Menurut beberapa pejabat, Perdana Menteri Israel itu juga berencana mengangkat seorang pejabat baru yang bertanggung jawab mengatur masuknya bantuan kemanusiaan ke Jalur Gaza dan melaporkan secara rinci semua informasi terkait perizinan dan jumlah bantuan kemanusiaan tersebut ke kantornya langsung tanpa melalui Menteri Pertahanan Yoav Galant.
Friksi Terkait Isu-Isu Sentral
Konflik yang terjadi antarpemimpin Kabinet Perang Israel itu juga begitu terlihat dan mencuat dalam rencana operasi militer ke Kota Rafah. Ketiganya berbeda pendapat mengenai operasi darat ke kota Rafah di selatan Jalur Gaza yang dipadati oleh para pengungsi.

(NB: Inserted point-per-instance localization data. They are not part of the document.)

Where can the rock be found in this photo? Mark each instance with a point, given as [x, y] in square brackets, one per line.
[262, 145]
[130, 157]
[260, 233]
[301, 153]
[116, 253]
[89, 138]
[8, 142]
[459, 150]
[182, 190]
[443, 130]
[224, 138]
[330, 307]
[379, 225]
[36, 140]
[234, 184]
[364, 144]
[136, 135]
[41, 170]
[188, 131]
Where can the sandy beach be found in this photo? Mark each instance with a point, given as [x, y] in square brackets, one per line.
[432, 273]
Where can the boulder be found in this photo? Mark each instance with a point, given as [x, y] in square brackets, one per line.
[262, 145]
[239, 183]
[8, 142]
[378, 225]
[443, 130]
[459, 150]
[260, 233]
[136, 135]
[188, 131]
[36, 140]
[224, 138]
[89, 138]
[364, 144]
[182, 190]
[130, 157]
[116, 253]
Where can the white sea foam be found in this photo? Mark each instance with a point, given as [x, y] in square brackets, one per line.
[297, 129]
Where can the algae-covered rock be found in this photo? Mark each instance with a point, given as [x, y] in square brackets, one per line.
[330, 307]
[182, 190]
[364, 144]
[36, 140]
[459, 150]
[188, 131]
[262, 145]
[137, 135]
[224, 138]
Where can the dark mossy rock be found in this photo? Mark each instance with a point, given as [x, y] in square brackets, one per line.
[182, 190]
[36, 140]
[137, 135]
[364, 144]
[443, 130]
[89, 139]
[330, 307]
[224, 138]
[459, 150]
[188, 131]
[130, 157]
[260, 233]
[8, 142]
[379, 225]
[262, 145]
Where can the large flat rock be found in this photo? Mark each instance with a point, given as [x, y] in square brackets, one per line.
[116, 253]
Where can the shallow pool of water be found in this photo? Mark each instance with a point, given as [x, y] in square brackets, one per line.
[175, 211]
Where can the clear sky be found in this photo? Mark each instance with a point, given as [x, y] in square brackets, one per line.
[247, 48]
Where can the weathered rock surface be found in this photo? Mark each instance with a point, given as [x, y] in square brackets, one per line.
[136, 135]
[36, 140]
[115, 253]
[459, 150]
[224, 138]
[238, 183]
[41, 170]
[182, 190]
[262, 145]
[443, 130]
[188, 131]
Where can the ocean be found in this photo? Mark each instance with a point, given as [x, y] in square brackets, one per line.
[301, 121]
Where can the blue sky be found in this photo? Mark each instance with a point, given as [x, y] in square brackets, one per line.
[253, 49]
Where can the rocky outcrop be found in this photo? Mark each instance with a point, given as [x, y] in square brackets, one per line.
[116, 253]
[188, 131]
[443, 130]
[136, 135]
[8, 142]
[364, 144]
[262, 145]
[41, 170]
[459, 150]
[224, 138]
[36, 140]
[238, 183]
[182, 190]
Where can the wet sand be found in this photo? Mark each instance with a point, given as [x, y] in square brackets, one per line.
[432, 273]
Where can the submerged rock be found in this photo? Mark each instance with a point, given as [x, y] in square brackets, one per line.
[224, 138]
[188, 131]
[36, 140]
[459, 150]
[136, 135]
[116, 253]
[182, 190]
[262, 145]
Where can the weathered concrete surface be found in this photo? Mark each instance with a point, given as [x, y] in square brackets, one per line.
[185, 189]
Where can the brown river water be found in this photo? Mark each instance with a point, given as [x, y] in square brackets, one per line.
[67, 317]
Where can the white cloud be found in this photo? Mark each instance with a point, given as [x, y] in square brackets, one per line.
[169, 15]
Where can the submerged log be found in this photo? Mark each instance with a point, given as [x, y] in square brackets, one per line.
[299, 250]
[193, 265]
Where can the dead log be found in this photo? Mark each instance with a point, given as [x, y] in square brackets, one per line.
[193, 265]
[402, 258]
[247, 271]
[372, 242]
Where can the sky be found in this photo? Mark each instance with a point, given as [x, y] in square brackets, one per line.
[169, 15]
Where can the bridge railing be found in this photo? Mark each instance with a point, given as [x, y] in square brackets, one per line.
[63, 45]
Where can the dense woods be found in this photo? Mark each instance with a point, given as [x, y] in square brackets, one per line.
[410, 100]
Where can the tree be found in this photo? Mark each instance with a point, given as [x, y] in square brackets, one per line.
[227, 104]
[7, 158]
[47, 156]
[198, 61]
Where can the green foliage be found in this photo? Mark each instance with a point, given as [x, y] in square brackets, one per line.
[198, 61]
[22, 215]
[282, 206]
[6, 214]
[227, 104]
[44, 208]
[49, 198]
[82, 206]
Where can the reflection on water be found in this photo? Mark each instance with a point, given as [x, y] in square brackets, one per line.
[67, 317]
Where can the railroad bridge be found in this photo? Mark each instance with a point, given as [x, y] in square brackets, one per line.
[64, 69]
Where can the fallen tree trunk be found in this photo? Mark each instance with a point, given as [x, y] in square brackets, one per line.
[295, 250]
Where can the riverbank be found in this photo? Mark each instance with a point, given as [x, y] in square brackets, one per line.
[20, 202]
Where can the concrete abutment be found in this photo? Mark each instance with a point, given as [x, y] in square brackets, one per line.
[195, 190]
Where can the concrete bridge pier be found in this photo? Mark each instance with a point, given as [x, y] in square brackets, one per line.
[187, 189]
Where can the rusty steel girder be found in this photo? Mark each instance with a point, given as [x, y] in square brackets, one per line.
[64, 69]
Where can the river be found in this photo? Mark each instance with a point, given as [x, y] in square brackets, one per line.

Disaat Netanyahu telah menentukan waktu untuk memulai serangan ke kota Rafah, Yoav Galant justru menolak rencana operasi militer tersebut tanpa kordinasi dan restu dari AS, dimana Pemerintahan Joe Biden menginginkan langkah-langkah jelas dan strategi terukur yang perlu diambil untuk meminimalisir jatuhnya korban dari pihak sipil. Seperti diketahui, elektabilitas Biden yang akan mengikuti pemilu AS 2024 terjun bebas akibat dukungannya ke Israel. Sentimen pro-Palestina anak muda dan simpatisan Partai Demokrat AS semakin menguat dan bisa terus menggerus elektoral Biden di pemilu.
Netanyahu, Galant dan Gantz juga berselisih terkait fase baru setelah perang intensif di Gaza berakhir. Netanyahu ingin memberikan peran dan wewenang kepada otoritas Palestina di Gaza setelah peperangan berakhir untuk mengontrol Gaza. Perdana Menteri Israel itu ingin IDF berkordinasi dan bekerjasama dengan para pemimpin dan tokoh marga-marga yang ada di Gaza. Hal yang ditentang oleh Galant dan Gantz.
Menurut beberapa sumber Israel, Menteri Pertahanan Yoav Galant berulangkali menegaskan dalam rapat kabinet perang bahwa ia lebih memilih membiarkan Gaza tetap dalam keadaan chaos dan kekosongan politik, lalu di masa depan militer Israel akan menguasai dan mengontrol Gaza secara penuh.
Adapun perihal perundingan dengan Hamas, ketiga pemimpin Israel itu masih belum menemukan kata sepakat terkait langkah-langkah yang perlu diambil untuk pembebasan tawanan dan mencapai kesepakatan dengan Hamas yang kian hari justeru terlihat semakin ngotot meminta penarikan seluruh militer Israel dari Gaza sebagai bagian dari syarat kesepakatan dan pertukaran sandera dengan tahanan Palestina.
Netanyahu sendiri sebenarnya ditekan oleh dua menterinya, Menteri Keamanan Nasional Israel Itamar Ben-Gvir dan Menteri Keuangan Bezalel Smotrich. Kedua politikus radikal sayap kanan Israel ini berulangkali mengancam Netanyahu agar tidak menghentikan perang di Gaza dan berunding dengan Hamas. Januari lalu, Ben-Gvir mengancam akan membubarkan pemerintahan koalisinya dengan Netanyahu jika PM Israel itu melakukan pertukaran tawanan yang tidak bisa diterima.
Jika Ben-Gvir menarik diri dari koalisi dengan Netanyahu, maka Knesset resmi bubar dan pemilu baru harus diadakan kembali untuk membentuk parlemen. Netanyahu yang didakwa dengan sejumlah kasus korupsi, dan dianggap sebagai PM Israel paling gagal dan bertanggungjawab atas serangan Hamas tanggal 7 Oktober 2023 lalu diprediksikan akan kalah ditengah elektabilitasnya yang anjlok sementara demonstrasi menuntut dibebaskannya sandera dan demonstrasi menolak reformasi peradilan terus berlanjut.